Researchers develop world's first
biodegradable joint implant
RegJointTM has undergone extensive clinical trials in Finland and
abroad and patients have reported positive results.
TUT has been the first in the world to develop a biodegradable joint implant called RegJointTM. It is used in the treatment of osteoarthritis and rheumatoid arthritis. The product has generated widespread interest all over the world.
The joint implant, which has been developed since the mid-1990s, is the result of collaboration between the Department of Biomedical Engineering at Tampere University of Technology (TUT) , Conmed Linvatec Biomaterials, Scaffdex Ltd and a group of orthopaedic surgeons, among others, from Tampere University Hospital. Scaffdex Ltd is launching the product.

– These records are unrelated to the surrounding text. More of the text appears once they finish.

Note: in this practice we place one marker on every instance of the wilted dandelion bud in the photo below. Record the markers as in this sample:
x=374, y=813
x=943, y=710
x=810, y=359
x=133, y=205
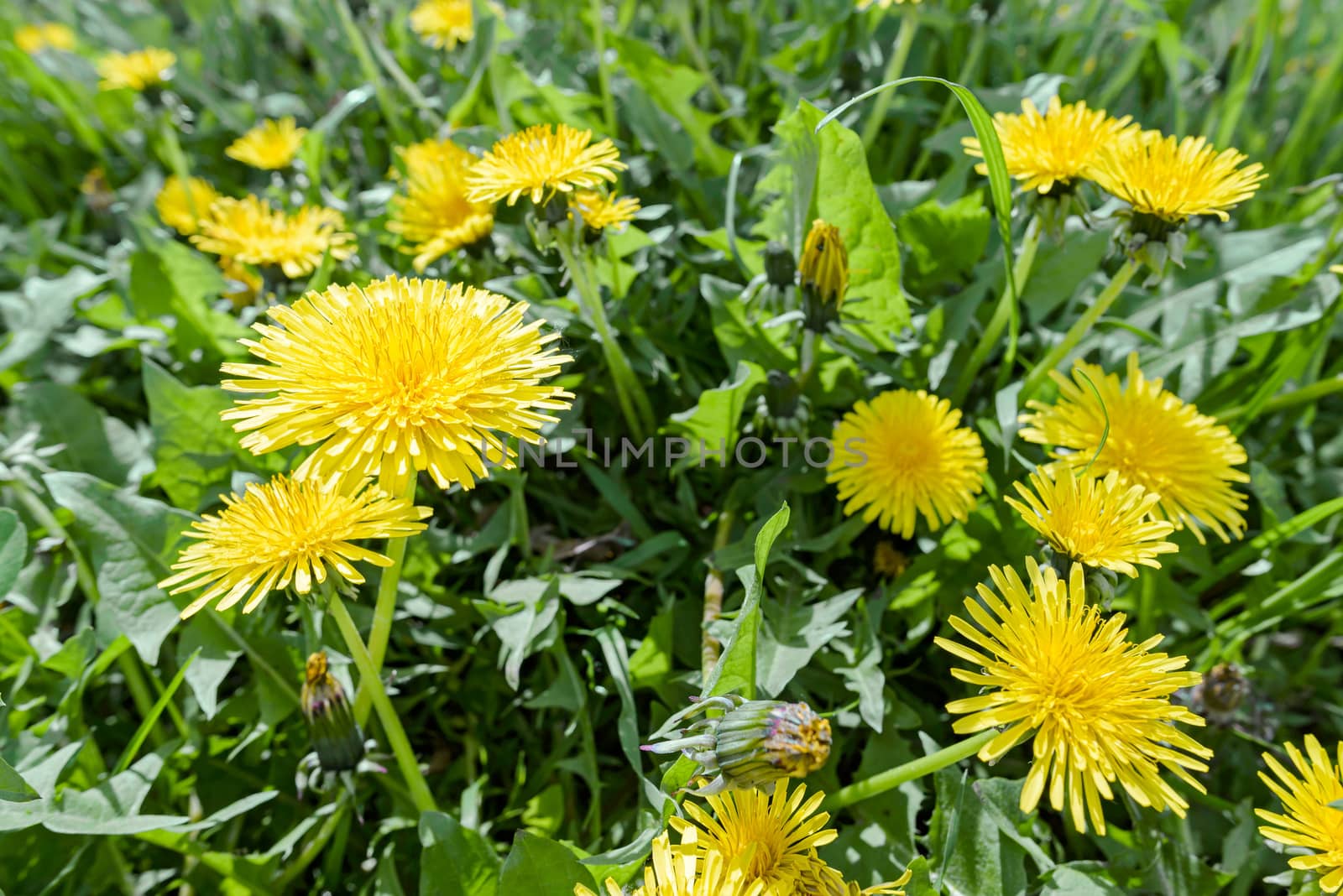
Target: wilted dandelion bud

News of RegJointTM spread around the world in early 2012. Both the researchers and Scaffdex Ltd have received numerous enquiries about RegJointTM, not only from the media but also from healthcare and medical professionals and private individuals.
"We've been getting questions from the media, potential patients and medical professionals, such as doctors, but also from occupational therapeutists. Especially arthritic patients are eagerly awaiting an alternative to current surgical treatments. The interest and feedback have been positive and there's a clear need for this kind of product," says Professor Minna Kellomäki from the Department of Biomedical Engineering at TUT.
Publicity has helped raise awareness among surgeons and patients about RegJointTM and the product has already attracted a great deal of interest from potential distributors, i.e. companies that sell medical devices. The product received CE Mark approval in late 2011. Before this the product was not commercially available.
"The lack of surgeons knowledgeable about the procedure has limited the wide-scale adoption of RegJointTM, but Scaffdex is getting more surgeons and hospitals using the product and they are expecting positive growth figures this year," says Tuija Annala, Managing Director of Scaffdex Ltd.
New treatment for arthritic patients
Rheumatoid arthritis and osteoarthritis destroy the normally smooth cartilage that lines the ends of bones. As cartilage regenerates poorly, the injuries are difficult to treat. Joint injury reduces mobility and causes pain.
The conventional surgical options involve permanent implants or the artificial induction of joint ossification between two bones. RegJointTM offers an alternative for conventional surgery and has several advantages over permanent implants. For example, the patient's own bone tissue remains intact during the operation. In addition, the implant makes the reconstruction of the joint more sustainable and cushions the area, relieving pain caused by friction between the bones.
The implant is used to repair injuries in the small joints of the fingers and toes. It is made of biodegradable polylactide copolymer and placed inside the joint capsule that surrounds the joint. The implant stimulates the body to produce connective tissue cells and is gradually replaced by the patient's own soft tissue. RegJointTM forms a neojoint between the bone ends and restores normal mobility.
The researchers have also received ideas for further development and invitations for cooperation from all over the world. Kellomäki says that the researchers and company representatives were surprised by the remarkable interest in the solutions for replacing larger joints, such as ankle, wrist, hip and knee joints.
"We'd been under the impression that existing prosthesis, such as hip prosthesis, are well-accepted and there's no need for new solutions, but it seems that many patients are willing to consider other options. However, we have to remember that larger joints are more demanding and not all concepts that work in small joints are applicable to larger ones. The interest in our product has certainly made us think about extending our research to larger joints and applied concepts!"
The Department of Biomedical Engineering is also part of BioMediTech, a joint institute between Tampere University of Technology and the University of Tampere.